Und genau im "Epizentrum" dieser damaligen unfassbaren Naturkatastrophen befinden wir uns jetzt … Der Berg wird seit den letzten Jahrzehnten genauestens überwacht und vermessen. Die "Katastrophe des Lodalen", die größte Naturkatastrophe, die Norwegen jemals ereilte, kann sich jederzeit wiederholen. Wann es soweit sein könnte?! Keiner weiß es. Was bleibt, ist ein etwas mulmiges Gefühl. Denn sollte es genau jetzt soweit sein, braucht man über Flucht nicht mal mehr im Ansatz nachzudenken.
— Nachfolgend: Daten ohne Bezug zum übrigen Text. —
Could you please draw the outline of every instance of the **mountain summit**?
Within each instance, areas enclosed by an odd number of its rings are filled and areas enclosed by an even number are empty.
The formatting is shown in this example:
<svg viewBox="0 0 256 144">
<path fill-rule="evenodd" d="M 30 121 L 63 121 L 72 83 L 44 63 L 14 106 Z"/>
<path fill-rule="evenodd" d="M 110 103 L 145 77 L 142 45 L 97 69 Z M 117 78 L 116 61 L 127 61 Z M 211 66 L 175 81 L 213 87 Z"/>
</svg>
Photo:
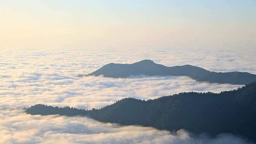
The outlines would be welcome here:
<svg viewBox="0 0 256 144">
<path fill-rule="evenodd" d="M 235 85 L 246 85 L 256 81 L 256 75 L 247 72 L 217 73 L 190 65 L 168 67 L 156 64 L 149 59 L 131 64 L 111 63 L 92 73 L 79 76 L 103 75 L 105 77 L 118 78 L 139 75 L 187 76 L 199 81 Z"/>
<path fill-rule="evenodd" d="M 185 129 L 213 137 L 223 133 L 256 142 L 256 82 L 235 90 L 215 94 L 183 92 L 147 101 L 126 98 L 91 110 L 37 104 L 25 109 L 31 114 L 89 116 L 99 121 Z"/>
</svg>

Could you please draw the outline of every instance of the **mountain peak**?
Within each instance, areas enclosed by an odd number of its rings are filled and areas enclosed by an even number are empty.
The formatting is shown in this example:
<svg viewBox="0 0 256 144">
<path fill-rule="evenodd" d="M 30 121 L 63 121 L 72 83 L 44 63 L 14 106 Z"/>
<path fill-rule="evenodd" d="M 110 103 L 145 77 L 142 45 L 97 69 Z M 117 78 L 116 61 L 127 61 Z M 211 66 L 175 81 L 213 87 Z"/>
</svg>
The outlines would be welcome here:
<svg viewBox="0 0 256 144">
<path fill-rule="evenodd" d="M 143 64 L 155 64 L 152 60 L 150 59 L 143 59 L 136 63 Z"/>
</svg>

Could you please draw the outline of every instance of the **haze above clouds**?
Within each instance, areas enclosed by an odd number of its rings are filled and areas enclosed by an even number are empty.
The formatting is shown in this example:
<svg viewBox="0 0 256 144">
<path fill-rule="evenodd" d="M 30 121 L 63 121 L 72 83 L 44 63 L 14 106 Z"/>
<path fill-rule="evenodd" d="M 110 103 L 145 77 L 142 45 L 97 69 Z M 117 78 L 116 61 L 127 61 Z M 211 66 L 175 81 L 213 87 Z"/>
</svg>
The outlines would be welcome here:
<svg viewBox="0 0 256 144">
<path fill-rule="evenodd" d="M 134 48 L 122 51 L 118 48 L 40 49 L 0 51 L 0 137 L 4 138 L 3 143 L 52 143 L 60 139 L 68 143 L 94 143 L 96 141 L 99 143 L 246 143 L 230 135 L 211 139 L 194 137 L 183 130 L 170 133 L 150 128 L 103 123 L 86 117 L 33 116 L 21 108 L 38 103 L 100 108 L 127 97 L 147 99 L 183 92 L 219 92 L 236 89 L 243 86 L 199 82 L 187 77 L 138 76 L 115 79 L 76 76 L 110 62 L 131 63 L 149 59 L 168 66 L 190 64 L 218 71 L 256 73 L 253 49 L 217 52 Z"/>
</svg>

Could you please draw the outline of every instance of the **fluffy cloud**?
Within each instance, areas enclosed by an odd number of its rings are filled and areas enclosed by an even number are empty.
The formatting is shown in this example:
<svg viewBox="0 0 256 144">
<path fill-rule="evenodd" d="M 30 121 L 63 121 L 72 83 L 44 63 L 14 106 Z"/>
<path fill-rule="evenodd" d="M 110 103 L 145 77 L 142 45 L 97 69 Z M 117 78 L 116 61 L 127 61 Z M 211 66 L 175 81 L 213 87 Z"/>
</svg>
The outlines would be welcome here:
<svg viewBox="0 0 256 144">
<path fill-rule="evenodd" d="M 103 123 L 86 117 L 32 116 L 20 110 L 38 103 L 100 108 L 127 97 L 147 99 L 183 92 L 219 92 L 243 86 L 199 82 L 187 77 L 76 76 L 109 62 L 130 63 L 148 59 L 169 66 L 190 64 L 211 70 L 256 73 L 255 56 L 248 49 L 188 49 L 0 50 L 1 142 L 52 143 L 64 140 L 61 143 L 95 143 L 98 140 L 98 143 L 219 144 L 226 143 L 223 143 L 226 140 L 243 143 L 242 140 L 229 135 L 201 139 L 183 131 L 170 133 Z"/>
</svg>

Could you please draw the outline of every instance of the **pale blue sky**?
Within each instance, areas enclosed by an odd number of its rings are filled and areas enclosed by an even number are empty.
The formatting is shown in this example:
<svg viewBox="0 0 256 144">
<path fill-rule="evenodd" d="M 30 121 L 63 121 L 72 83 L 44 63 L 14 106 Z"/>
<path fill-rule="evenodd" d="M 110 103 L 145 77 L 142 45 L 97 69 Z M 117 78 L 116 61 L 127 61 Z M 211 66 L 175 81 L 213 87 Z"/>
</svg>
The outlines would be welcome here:
<svg viewBox="0 0 256 144">
<path fill-rule="evenodd" d="M 256 1 L 2 0 L 3 45 L 255 45 Z"/>
</svg>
Die "Narbe" des Ramnefjell …
Rund 1.500 Meter hoch ist dieser Berg, der vor nunmehr über 110 Jahren zum "Schicksalsberg" wurde. Die "Narbe" in Form dieser großen hellen, unbewachsenen Fläche an seiner Flanke zeugt von den gewaltigen Gesteinsmassen, die von hier aus zu Tal und in den Lovatnet stürzten.
Noch etwas versteckt ist links der Utigardsfossen zu sehen. Rund 1.100 Meter tost er am Felsmassiv Ramnefjell in die Tiefe. Dieser Wasserfall ist der elfthöchste Wasserfall der Welt.
Die heutige Idylle im einstigen Katastrophengebiet … Schön, aber trügerisch … denn die Gewalt der Natur meldet sich vielleicht eines Tages zurück …
Der Utigardsfossen und die ganze Dimension der Felsstürze - aus dieser Perspektive noch besser erkennbar:
"Der Wassermann vom Utigardsfossen" - Diese Rinnsale ähneln doch sehr einem Menschen mit in die Hüfte gestütztem linkem Arm, oder?! Mit etwas Fantasie kann man so Einiges entdecken.
Langsam nähern wir uns unserem Ziel, umgeben von hohen Felsmassiven, die immer wieder vom blauen Eis bedeckt sind.
Meint ihr nicht auch, auf diesem Foto einen Steintroll mit weit aufgerissenem Mund (oder Maul?! ) erkennen zu können?!